There is no information on when the eight stores were damaged, so no evidence if they fit the picture provided in the MCCH report. Five of the Black-owned businesses that were reported damaged do not clearly contradict claims that those on the street directed violence at specific targets (there is no information related to Battle's Pharmacy, Burmand Realty, or Gonzales Jeweler). The Manhattan Renting Agency storefront was the office of Everard M. Donald, a twenty-seven-year-old Black real estate broker and owner of a chain of barbers, but also where Hary Pomrinse, a sixty-six-year-old Jewish real estate broker, did business. A similar ambiguity surrounded the ownership of the grocery store that had windows broken, a Peace Market operated by followers of Father Divine, a Black religious leader whose theology and claim to be God in a body drew criticism from Harlem's Black clergy and leaders. The Peace Food Market name and sign would have identified the store as not being a white-owned business, but Divine's Peace Mission had white members in its Harlem ranks, historian Judith Weisenfeld has shown. That interracialism that may have made the store a target; so too might the controversy Divine provoked within Harlem's Black community.

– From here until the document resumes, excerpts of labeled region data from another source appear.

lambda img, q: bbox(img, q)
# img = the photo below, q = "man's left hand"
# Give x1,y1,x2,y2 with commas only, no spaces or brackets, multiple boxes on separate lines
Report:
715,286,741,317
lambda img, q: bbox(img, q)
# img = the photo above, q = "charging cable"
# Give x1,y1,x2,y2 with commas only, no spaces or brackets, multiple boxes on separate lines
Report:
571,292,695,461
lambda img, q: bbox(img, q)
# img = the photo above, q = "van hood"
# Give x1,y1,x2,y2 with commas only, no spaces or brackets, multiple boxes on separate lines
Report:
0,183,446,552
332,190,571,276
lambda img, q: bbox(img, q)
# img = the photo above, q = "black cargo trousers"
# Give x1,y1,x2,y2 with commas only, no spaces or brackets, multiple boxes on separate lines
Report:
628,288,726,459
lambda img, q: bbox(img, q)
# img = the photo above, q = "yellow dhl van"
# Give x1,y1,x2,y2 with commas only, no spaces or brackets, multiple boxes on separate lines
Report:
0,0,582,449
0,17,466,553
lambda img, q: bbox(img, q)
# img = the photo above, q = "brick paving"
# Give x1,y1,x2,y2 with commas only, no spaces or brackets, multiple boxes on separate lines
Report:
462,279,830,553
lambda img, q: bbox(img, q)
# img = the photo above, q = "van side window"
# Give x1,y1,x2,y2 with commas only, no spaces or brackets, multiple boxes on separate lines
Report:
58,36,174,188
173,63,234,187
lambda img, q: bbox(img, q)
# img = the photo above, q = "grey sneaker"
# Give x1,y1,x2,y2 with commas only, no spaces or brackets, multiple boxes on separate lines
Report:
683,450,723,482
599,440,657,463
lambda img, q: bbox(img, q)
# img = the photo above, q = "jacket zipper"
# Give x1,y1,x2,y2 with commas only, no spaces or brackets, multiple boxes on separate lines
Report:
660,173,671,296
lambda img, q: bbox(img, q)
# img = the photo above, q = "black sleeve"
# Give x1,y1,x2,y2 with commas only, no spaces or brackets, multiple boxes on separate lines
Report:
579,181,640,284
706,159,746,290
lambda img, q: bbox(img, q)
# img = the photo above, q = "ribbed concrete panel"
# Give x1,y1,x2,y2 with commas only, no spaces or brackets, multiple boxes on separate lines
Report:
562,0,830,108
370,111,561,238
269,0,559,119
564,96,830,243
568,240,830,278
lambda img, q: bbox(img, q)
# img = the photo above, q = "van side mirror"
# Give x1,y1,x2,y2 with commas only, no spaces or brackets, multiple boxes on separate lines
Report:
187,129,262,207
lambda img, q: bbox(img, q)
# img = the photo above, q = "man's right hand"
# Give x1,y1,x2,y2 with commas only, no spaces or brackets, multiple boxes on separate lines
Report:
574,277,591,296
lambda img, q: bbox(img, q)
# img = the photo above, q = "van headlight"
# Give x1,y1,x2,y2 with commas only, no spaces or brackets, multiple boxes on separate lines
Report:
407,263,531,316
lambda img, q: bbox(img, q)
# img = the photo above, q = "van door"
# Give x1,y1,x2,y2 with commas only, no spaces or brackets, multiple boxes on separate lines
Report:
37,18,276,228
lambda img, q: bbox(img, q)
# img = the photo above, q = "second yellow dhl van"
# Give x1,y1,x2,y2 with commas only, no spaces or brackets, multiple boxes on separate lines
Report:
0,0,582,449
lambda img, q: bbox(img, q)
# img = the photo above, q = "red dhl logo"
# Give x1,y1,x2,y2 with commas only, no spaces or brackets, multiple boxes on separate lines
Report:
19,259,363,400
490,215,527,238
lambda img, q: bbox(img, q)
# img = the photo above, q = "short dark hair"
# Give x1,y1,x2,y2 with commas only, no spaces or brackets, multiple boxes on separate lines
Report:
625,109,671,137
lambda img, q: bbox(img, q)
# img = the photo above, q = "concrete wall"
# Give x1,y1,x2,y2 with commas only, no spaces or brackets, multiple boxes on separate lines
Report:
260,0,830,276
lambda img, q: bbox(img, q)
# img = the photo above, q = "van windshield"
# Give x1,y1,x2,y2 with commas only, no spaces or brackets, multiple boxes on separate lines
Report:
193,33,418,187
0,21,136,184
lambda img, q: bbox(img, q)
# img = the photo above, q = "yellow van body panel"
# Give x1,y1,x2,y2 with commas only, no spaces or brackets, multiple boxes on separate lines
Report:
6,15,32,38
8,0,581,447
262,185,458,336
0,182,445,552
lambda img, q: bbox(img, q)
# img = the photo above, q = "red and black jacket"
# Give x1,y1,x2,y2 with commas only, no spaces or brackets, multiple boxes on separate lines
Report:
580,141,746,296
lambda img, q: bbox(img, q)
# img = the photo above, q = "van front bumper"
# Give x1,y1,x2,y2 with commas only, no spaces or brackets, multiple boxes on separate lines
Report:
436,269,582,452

The nature of the damage done to the other three Black-owned businesses reported to have had windows broken offers another manifestation of how confusion over the ownership of stores, rather than disregard for it, produced attacks on stores. After the front windows of the Williams Drug Store facing 7th Avenue were broken, the owner wrote “Colored Store, Nix Jack” on the side windows on West 127th Street. Those windows were not damaged. Two other businesses that a La Prensa reporter recorded as having damaged windows, a billiard parlor and the Castle Inn saloon on Lenox Avenue south of 125th Street, also put up signs, according to another story in La Prensa. That reporter did not appear to understand the intent of the signs, seeing them as an effort to establish a racial divide in the neighborhood, to segregate Black and white residents, and did not relate them to the damage suffered. However, as the reporters could see the signs as well as broken windows, those stores too had been able to prevent extensive damage by identifying themselves as having Black owners. Other businesses also put up signs, and at least three suffered no damage. The success of that strategy suggests that broken windows in Black-owned businesses resulted from ignorance of who owned them, produced perhaps by residents joining crowds that moved beyond the areas where they lived. Edward Flynn, a white journalist writing for the New York Evening Journal, insisted that "virtually everyone in Harlem knows who operates [Battles Pharmacy and Williams drug store]," which nonetheless had windows broken. While he was certainly right about those who lived nearby or passed by that section of 7th Avenue, it is less clear how widely that knowledge would have been shared by those who lived and spent their time in other areas of the neighborhood and found themselves part of crowds moving up the avenue. Although the MCCH business survey found only six other Black-owned drug stores in Harlem, compared to 116 white-owned stores, neither business advertised extensively, nor were pharmacies and drug stores unusual enough to make them widely known to the changing population of the neighborhood who largely frequented drug store chains.